Stepping up mobile security
Although it is convenient to connect and do business wherever we are, it can cause problems that are costly and time consuming to solve. If hackers successfully obtain the sensitive information they seek, it takes organisations an average of 191 days to find the source and contain the breach. In 2017, such attacks cost businesses an average of US$3.62 million to remediate – a figure set to rise after the first fines for GDPR non-compliance are issued.
The fact that personal mobile devices are often not considered part of an organisation’s overall security policy means that these devices will be more vulnerable to attack. It is easier to ensure that all business and communication is conducted in compliance with any relevant regulations while on the company’s premises, but managing risks off-site can be more complicated and costly. Fines and other penalties for non-compliance can make the cost of a successful attack spiral.

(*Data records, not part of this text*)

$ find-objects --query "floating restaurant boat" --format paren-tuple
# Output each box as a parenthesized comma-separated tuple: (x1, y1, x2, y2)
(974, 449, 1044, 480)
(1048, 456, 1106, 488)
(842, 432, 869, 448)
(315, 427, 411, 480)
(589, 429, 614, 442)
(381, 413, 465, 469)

Introducing stronger authentication
With an increasing number of stolen login credentials available on the black market and rampant phishing scams, it is critical that any mobile application has the option for strong authentication. Usernames and passwords are no longer providing adequate security.
That said, there are some unique considerations for mobile authentication. Many authentication methods today – like SMS or mobile push apps – rely on the phone as the trusted second factor. However, in a mobile app setting these methods can no longer be considered as trusted second factors as they are tied to device itself.
If the device is compromised, so is the authentication method. Additionally, one-time codes delivered via SMS or app can be spoofed by porting a number to a different mobile device or can be very unreliable at the mercy of the phone networks.
While strong authentication is about improving the security to the mobile application, the app is at risk if the authentication solution itself has a vulnerability. Therefore, it is important for enterprises to deploy a second factor other than a phone that can be used to establish a trusted relationship between the phone and the apps being used. By using an external hardware-based authentication solution, it can provide a trust anchor, or ‘root of trust’, that ensures that the authentication solution and end user practices are secure.
With an external authentication method, organisations can also enable a variety of user verification or step-up authentication assurances such as requiring a PIN in addition to the authenticator, or re-presenting the authenticator for certain in-app actions that need a higher level of security. A good example of this would be transferring a large sum of money within your banking app.
Creating a security-first culture
Aside from the technical solutions such as strong authentication, business culture also needs to change. Organisations must take the proper steps to protect the fleet. For example, employee training to help staff recognise the risks they face off-site as well as in the office can help to mitigate mobile threats. Additionally, mobile devices used for work should also be regularly checked to ensure their operating system, web browser, apps and any security programs protecting them are up to date.